Tuesday, September 24, 2013

Twelfth Sunday After Pentecost

Genesis 15.1-6
Psalm 33.12-22
Hebrews 11.1-3, 8-16
Luke 12.32-40
            
Many of us carry around devices that can tell us what’s happening on the other side of the earth, and send pictures, whenever we want to know. You can find out what your bank balance is or how much money you owe with a few taps on the screen. If you’re worried about your health, there are plenty of opportunities to find out what your risk factors are for one disease or another and get advice on what you can do about it. If you’re looking for sources of anxiety, you have an excellent selection at your fingertips and if what you fear seems beyond your control, there’s a whole chorus of voices out there that will explain how you had a hand in it –  maybe by not saving enough, planning ahead or living in a healthy manner. It won’t be long before you’ll have some guilt to go along with the anxiety. If life in time and space is all you see, there will always be something you missed out on or didn’t prepare for. There will always be someone better off. There will always be something to fear.

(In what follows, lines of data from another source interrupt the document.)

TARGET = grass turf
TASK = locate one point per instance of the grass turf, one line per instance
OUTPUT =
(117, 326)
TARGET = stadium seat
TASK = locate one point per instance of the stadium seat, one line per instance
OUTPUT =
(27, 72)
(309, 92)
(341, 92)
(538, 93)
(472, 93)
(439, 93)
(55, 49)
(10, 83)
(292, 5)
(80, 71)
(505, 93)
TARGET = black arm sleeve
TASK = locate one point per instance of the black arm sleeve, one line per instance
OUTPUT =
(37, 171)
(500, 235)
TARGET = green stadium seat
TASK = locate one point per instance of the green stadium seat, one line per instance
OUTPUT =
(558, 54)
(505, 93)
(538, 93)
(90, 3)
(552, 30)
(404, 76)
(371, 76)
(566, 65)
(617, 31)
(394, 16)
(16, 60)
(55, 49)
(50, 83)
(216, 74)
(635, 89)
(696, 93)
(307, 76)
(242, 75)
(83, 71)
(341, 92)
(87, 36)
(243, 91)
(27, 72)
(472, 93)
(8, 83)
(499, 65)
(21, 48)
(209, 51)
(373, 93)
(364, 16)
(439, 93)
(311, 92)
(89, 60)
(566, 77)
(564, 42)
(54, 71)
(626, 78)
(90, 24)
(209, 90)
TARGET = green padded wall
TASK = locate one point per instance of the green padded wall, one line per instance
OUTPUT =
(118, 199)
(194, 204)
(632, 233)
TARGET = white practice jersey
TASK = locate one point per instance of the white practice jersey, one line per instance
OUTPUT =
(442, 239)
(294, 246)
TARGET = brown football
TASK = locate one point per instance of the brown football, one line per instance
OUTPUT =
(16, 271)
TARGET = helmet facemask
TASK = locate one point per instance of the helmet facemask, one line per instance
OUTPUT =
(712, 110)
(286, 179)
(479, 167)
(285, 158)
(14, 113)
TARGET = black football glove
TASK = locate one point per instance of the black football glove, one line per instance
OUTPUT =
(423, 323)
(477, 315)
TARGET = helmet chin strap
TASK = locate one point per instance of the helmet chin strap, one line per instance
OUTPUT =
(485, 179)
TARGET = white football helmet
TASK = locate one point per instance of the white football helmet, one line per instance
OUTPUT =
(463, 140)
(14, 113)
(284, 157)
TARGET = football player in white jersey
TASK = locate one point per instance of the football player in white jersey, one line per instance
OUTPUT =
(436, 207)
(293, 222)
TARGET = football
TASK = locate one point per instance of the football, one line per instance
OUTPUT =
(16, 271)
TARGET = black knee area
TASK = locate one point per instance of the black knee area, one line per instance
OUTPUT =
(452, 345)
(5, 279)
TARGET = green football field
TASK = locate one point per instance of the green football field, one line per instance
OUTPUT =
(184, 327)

          In the story of God’s mighty acts in human history it’s very different. People receive blessings they’ve never come close to earning or deserving. Abraham and Sarah, senior citizen parents, become the mother and father of an entire nation of God’s people. All they ever really do is believe that what they do not see or build or control could be true and real because God promises it.

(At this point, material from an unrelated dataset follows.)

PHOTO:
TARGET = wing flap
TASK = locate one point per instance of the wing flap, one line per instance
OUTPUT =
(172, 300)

          In today’s gospel lesson Jesus tells his disciples the same thing – it is God’s pleasure to give them the kingdom. Luke writes in the early second century – fifty years after Paul and nearly eighty years after Jesus’ crucifixion. Underlying Paul’s letters is the fervent belief that Jesus’ return was imminent. You can imagine how such a conviction would change the thoughts and actions of a community that held it in common as the most profound element of their identity. Luke’s audience has had decades to consider that the expectations of their forbears have not been realized. The centrality of Jesus to their faith is still very real, but they’ve come to think differently about what it means and how their lives are to reflect it. They still believe that God will self-reveal to the world again in the person of Jesus but they are faced with the challenge of living out that belief in the unspecified interval of time until it becomes reality. That’s a more difficult way to wait than the innocent expectancy of Christian communities half a century earlier. Doubt creeps in, believers are in a position to reply to the skepticism of those outside the community who challenge their faith and seem to live more easily and comfortably unencumbered by it. Jesus tells them do not worry – it is God’s pleasure to give them the kingdom. Live your lives in a manner that reflects what you believe to be true. For Jesus that challenge frequently points toward our relationship with the material aspects of life – wealth and possessions. The things that we are taught to value because they secure our existence and free us from anxiety are the things that Jesus frequently advises his followers to let go. In today’s gospel lesson he advises them to sell what they own and give the money away.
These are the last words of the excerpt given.